Le même jour, Hegseth limoge l’amiral Lisa Franchetti, chef des opérations navales, première femme à ce poste. Aucun prétexte officiel n’est fourni. Elle a simplement reçu un appel lui demandant de dégager son bureau avant 17h. Le plus haut officier noir. La plus haute officière femme. Éjectés le même jour. Remplacés par des généraux blancs proches du FOX News universe. Coïncidence, écrira le porte-parole. Méritocratie.
L'alcool, les bars, les réunions ratées
Ce que douze témoins ont raconté au New Yorker
L’enquête de Jane Mayer publiée dans le New Yorker en novembre 2024, avant même la confirmation de Hegseth, recueillait les témoignages de douze anciens collègues de Fox News et d’organisations vétérans. Le portrait qui en ressortait : un homme qui buvait au travail, qui s’endormait en réunion, qui envoyait des messages incohérents à 3h du matin, qui avait été écarté de deux organisations — Concerned Veterans for America et Vets for Freedom — pour mauvaise gestion financière et comportement inapproprié.

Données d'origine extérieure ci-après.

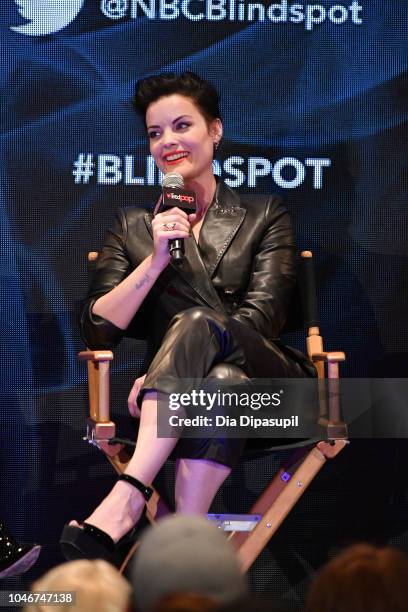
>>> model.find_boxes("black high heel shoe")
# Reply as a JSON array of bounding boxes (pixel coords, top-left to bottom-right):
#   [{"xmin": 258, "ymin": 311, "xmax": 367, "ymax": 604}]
[
  {"xmin": 59, "ymin": 474, "xmax": 153, "ymax": 566},
  {"xmin": 0, "ymin": 521, "xmax": 41, "ymax": 578}
]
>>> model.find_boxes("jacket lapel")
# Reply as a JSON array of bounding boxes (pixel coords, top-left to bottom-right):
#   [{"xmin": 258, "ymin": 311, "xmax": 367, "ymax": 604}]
[
  {"xmin": 143, "ymin": 180, "xmax": 246, "ymax": 312},
  {"xmin": 143, "ymin": 211, "xmax": 225, "ymax": 312},
  {"xmin": 176, "ymin": 232, "xmax": 226, "ymax": 312},
  {"xmin": 198, "ymin": 181, "xmax": 246, "ymax": 278}
]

Un ancien collègue a dit sous couvert d’anonymat : « Il arrivait à 10h le lundi matin avec de l’alcool sur l’haleine. Ce n’était pas occasionnel. C’était la norme. » Hegseth a nié. Il a promis au Sénat, sous serment, qu’il ne boirait pas pendant son mandat. Promesse sous serment. Depuis, quatre collaborateurs ont témoigné l’avoir vu avec un verre à la main dans des contextes professionnels. Aucun n’a osé signer son nom.
Je ne suis pas là pour juger la consommation d’alcool d’un homme. Ce n’est pas le sujet. Le sujet, c’est qu’un homme qui a menti au Sénat sous serment sur cette question — et il a menti, les témoignages le confirment — ne peut pas prétendre à la moindre autorité morale sur les 1,3 million de militaires américains en service actif. Le sujet, c’est qu’un sergent de l’armée surpris avec un verre dans la même situation serait rétrogradé dans la semaine. Le sujet, c’est toujours le même : il y a deux règles. Celle pour eux. Celle pour nous. Et cette asymétrie finit toujours par exploser.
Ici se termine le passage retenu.